Um projeto de lei (PL) em tramitação na Assembleia Legislativa de Minas Gerais (ALMG) propõe que mulheres inscritas em concursos públicos do estado com provas físicas concorram apenas com candidatos do mesmo sexo biológico. Com isso, mulheres trans seriam proibidas de concorrer nas categorias do sexo feminino.
A medida, de agosto do ano passado, afirma que busca garantir igualdade de condições em processos seletivos para cargos na administração pública direta e indireta do estado. A autoria é do deputado Eduardo Azevedo (PSC), que diz que o PL é fundamentado “na busca pela justiça substantiva entre homens e mulheres”.
Azevedo afirma, no texto da PL 1.296/2023, que a norma é uma resposta aos estudos que evidenciam diferenças significativas na constituição física entre os sexos masculino e feminino. No entanto, os estudos não foram mencionados e detalhado.
A suposta superioridade física de mulheres trans em relação às mulheres cis é pauta de debate há anos. Porém, pesquisas feitas pelo Comitê Olímpico Internacional (COI) refutam esse argumento. O órgão determina que pessoas trans podem competir no esporte de acordo com o gênero que elas identificam se estiverem dentro dos parâmetros, que são relacionados a hormônios e ao tempo de utilização dos mesmos.
“Dentro dessa lógica, a gente já vê que não faz sentido dizer que mulheres trans teriam benefício em relação a mulheres cis em uma prova física de concurso, que é o que está dizendo no projeto de lei”, afirma Caio Pedra, bacharel e mestre em Direito pela UFMG e membro da Comissão de Diversidade Sexual e de Gênero da OAB/MG.

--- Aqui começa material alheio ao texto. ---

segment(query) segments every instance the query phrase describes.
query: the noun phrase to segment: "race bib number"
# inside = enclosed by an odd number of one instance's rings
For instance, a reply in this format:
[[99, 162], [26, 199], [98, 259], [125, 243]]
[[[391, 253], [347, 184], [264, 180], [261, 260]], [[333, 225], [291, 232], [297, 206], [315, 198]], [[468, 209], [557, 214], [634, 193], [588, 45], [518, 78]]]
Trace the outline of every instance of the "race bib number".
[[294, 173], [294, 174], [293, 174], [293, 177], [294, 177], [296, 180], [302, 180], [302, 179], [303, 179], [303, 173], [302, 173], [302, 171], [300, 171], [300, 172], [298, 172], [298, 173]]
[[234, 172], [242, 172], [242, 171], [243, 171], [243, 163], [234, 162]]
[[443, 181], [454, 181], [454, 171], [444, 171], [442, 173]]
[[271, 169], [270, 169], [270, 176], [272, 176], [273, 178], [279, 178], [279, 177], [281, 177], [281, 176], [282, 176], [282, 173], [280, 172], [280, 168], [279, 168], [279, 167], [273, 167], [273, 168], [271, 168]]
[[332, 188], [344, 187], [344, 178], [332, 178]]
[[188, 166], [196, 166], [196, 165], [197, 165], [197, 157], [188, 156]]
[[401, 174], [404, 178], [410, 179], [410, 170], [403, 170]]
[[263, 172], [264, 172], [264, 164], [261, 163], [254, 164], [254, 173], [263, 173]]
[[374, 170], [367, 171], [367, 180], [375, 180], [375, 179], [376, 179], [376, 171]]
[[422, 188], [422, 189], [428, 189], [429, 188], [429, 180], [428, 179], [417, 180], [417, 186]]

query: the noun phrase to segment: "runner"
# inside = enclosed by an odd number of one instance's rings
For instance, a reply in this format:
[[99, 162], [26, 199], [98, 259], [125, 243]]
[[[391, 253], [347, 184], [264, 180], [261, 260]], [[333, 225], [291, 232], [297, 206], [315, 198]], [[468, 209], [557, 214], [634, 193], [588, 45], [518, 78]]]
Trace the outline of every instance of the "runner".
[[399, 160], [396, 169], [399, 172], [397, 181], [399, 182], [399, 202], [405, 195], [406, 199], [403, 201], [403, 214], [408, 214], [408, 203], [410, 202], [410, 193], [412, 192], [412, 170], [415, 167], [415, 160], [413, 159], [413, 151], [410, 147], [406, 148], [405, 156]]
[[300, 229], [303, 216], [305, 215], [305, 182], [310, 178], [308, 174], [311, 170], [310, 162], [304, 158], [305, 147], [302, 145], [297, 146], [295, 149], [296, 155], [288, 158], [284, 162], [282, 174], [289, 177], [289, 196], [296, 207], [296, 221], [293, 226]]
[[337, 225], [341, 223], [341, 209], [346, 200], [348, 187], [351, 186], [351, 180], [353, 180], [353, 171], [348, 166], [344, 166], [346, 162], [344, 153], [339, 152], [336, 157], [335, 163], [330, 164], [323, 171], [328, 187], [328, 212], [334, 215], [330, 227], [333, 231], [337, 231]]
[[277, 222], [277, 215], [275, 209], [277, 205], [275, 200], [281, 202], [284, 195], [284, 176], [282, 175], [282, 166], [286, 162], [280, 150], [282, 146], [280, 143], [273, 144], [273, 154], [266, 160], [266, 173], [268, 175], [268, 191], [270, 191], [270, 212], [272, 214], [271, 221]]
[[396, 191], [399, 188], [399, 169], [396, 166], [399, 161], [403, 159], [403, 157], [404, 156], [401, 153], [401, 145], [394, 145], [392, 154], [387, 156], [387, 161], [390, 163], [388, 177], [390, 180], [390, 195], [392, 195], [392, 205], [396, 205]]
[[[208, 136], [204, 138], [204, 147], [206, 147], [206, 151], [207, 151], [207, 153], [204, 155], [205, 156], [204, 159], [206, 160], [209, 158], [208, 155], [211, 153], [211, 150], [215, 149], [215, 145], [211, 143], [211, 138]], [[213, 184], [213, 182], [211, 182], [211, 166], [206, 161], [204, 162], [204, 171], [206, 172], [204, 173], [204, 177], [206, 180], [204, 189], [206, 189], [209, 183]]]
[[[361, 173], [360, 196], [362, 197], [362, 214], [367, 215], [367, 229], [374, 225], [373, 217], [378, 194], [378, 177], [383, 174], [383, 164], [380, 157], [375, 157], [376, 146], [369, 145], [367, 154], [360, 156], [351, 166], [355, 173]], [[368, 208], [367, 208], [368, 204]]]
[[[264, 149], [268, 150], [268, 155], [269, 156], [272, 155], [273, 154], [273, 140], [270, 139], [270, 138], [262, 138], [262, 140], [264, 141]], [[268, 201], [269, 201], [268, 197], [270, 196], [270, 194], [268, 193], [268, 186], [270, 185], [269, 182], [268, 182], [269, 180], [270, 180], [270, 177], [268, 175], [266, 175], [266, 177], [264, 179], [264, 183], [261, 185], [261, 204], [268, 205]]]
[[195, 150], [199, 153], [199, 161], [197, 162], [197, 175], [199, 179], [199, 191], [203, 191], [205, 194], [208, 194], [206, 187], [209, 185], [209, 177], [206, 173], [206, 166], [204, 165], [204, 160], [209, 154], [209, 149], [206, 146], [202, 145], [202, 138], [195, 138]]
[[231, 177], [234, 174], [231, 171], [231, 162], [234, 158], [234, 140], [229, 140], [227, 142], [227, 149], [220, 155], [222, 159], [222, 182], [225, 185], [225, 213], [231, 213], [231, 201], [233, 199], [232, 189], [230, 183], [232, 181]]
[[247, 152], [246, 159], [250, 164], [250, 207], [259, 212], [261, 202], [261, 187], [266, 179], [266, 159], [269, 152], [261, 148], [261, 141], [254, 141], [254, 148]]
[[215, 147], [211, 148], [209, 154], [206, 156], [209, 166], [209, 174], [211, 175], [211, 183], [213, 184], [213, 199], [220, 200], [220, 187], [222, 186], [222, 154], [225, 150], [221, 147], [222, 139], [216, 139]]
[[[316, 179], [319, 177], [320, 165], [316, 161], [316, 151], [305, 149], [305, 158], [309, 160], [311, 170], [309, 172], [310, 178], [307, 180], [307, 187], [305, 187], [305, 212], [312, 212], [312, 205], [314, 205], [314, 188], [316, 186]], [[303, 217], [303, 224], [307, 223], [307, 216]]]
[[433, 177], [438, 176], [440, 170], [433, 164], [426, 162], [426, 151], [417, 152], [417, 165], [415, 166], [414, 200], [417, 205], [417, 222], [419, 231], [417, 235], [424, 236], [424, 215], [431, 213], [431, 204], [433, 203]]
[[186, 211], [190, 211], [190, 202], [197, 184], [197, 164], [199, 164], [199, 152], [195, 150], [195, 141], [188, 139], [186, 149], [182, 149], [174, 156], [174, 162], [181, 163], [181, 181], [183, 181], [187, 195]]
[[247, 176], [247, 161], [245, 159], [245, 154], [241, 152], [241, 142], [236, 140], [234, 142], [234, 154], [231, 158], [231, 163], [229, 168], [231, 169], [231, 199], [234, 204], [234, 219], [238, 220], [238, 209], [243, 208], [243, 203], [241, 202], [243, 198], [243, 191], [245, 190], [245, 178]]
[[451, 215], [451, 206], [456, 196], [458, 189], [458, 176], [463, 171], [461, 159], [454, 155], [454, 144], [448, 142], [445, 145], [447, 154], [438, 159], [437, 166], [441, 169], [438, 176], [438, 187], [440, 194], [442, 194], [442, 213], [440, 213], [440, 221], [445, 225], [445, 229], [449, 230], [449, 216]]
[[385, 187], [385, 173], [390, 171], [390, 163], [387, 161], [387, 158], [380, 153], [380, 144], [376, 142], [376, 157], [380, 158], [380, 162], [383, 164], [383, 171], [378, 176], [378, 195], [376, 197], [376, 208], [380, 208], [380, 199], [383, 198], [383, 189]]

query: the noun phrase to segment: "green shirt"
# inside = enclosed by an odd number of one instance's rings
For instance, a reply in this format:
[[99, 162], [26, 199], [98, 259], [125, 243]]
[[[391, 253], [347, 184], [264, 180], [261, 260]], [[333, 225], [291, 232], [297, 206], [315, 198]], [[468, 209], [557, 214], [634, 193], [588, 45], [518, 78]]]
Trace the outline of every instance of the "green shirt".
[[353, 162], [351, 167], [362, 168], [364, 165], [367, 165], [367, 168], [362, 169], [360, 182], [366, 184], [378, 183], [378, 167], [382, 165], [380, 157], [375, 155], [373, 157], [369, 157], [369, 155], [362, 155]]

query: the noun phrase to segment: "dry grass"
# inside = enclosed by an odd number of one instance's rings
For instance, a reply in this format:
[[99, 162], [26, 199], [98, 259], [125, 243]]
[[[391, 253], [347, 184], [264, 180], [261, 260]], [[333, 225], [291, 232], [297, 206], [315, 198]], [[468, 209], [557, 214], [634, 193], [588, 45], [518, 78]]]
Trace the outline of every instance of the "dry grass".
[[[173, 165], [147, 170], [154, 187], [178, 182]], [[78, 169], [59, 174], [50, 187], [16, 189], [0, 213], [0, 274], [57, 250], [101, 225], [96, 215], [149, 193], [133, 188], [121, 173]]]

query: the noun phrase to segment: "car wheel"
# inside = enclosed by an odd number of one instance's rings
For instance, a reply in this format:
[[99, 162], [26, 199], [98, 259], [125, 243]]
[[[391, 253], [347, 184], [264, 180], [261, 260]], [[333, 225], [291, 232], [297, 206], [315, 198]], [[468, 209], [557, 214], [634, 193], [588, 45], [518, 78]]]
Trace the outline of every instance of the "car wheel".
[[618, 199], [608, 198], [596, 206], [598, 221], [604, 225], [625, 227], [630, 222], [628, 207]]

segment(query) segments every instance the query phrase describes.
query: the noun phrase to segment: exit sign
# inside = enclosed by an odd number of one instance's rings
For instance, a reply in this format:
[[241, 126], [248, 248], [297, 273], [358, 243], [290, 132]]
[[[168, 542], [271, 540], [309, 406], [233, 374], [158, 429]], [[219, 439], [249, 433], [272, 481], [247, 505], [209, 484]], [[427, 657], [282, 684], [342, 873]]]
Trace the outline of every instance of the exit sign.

Caio afirma que a proposta de lei faria sentido se fosse mais detalhada e abordasse, por exemplo, pessoas que se designaram trans durante o concurso, o que talvez proporcionaria uma vantagem a esses candidatos. “Mas ela não fala sobre isso, ela fala sobre todo mundo igual. A proposta não especifica nada, não tem a função de proteger dentro do grupo social. Na minha opinião, só tem a função de arrecadar votos e de levantar essa discussão que está sendo feita na Assembleia já há algum tempo”, diz Pedra.
A legislação abrange não apenas concursos de admissão, mas também processos classificatórios para promoção na carreira de servidoras públicas. A inspiração foi o Projeto de Lei nº 5.305/2022, da Assembleia Legislativa do Estado do Rio de Janeiro (Alerj).
Atualmente, o projeto está em análise nas Comissões de Justiça, de Direitos Humanos, dos Direitos da Mulher e de Administração Pública. Para ser efetivado como lei, é necessário que todas as comissões o aprovem.
Em relação ao andamento da proposta, Caio afirma: “A minha opinião jurídica é de que não tem como passar porque é inconstitucional, e também fora da realidade. Mas a minha opinião como cidadão é que vai passar, porque essa é uma discussão antiga que a Assembleia está tentando trazer, e isso é uma plataforma eleitoral.”
Embora seja de agosto de 2023, o PL 1.296/2023 voltou a ser tema de discussão recentemente devido a postagens nas redes sociais. Nos comentários de uma publicação, alguns elogiaram a proposta, enquanto outros fizeram críticas.
“Se a pauta é cuidar da sexualidade dos outros, [o deputado Eduardo Azevedo] tá dentro. Enquanto isso, tem uma cidade em Minas Gerais precisando de um hospital público e nada”, comentou um internauta, referindo-se à Divinópolis, no Oeste de MG, cidade natal do autor do projeto.
Outra pessoa manifestou opinião semelhante. “Quantos trans vocês conhecem que são servidores públicos? Prezado deputado, vá cuidar da sua cidade, onde seu irmão é prefeito e vai de mal a pior. Vamos buscar pautas reais e não pautas para chamar atenção dos bolsonaristas”, criticou.